Uther voyage jusqu’en Irlande accompagné du sage Merlin afin de rapporter les mégalithes de Stonehenge jusqu’en Angleterre. À son retour, le roi Ambrosius Aurelianus est mourant, empoisonné par un assassin saxon. C’est ainsi que le père du futur Arthur devient roi de l’île de Bretagne et prend pour emblème le dragon, d’où son nom Uther Pendragon (ou Tête de Dragon). La guerre contre les Saxons ne s’arrête pas pour autant et le roi doit livrer de nombreuses batailles pour protéger son territoire. L’un des principaux vassaux d’Uther est Gorlois, duc de Cornouaille, marié à une femme nommée Ygerne. Uther tombe follement amoureux d’Ygerne, ce qui engendre un conflit interne entre les seigneurs bretons. Le sage Merlin, attristé par la situation, propose alors une alternative à Uther : il lui donnera les moyens de consommer son amour avec Ygerne à condition que cela mette fin au conflit qui ravage la Bretagne.

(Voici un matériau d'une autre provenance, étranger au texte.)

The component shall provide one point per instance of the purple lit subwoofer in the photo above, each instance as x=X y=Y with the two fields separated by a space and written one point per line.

Uther accepte et Merlin utilise sa magie pour lui donner l’apparence de Gorlois, permettant ainsi à Uther d’entrer dans le château de son rival. Merlin exhorte le roi à ne pas s’en prendre au duc Gorlois par la suite et lui annonce qu’un fils naîtra de cette nuit d’amour avec Ygerne, mais que l’enfant devra lui être remis pour bénéficier d’une éducation particulière. Uther accepte avec réticence les conditions de Merlin. Une fois dissimulé sous les traits de Gorlois, Uther n’a aucune difficulté à entrer dans le château de Tintagel. Gorlois, de son côté, était sur le champ de bataille affrontant les armées d’Uther. Le roi avait donné des consignes pour faire assassiner le duc, trahissant la parole donnée à Merlin. Uther consomme sa nuit d’amour avec Ygerne pendant que le mari de cette dernière est à l’agonie à des kilomètres de là. Le lendemain matin, Uther quitte le château et la dépouille de Gorlois est ramenée à Tintagel. Ygerne comprend alors que ce n’est pas avec son mari qu’elle a partagé sa couche la nuit passée.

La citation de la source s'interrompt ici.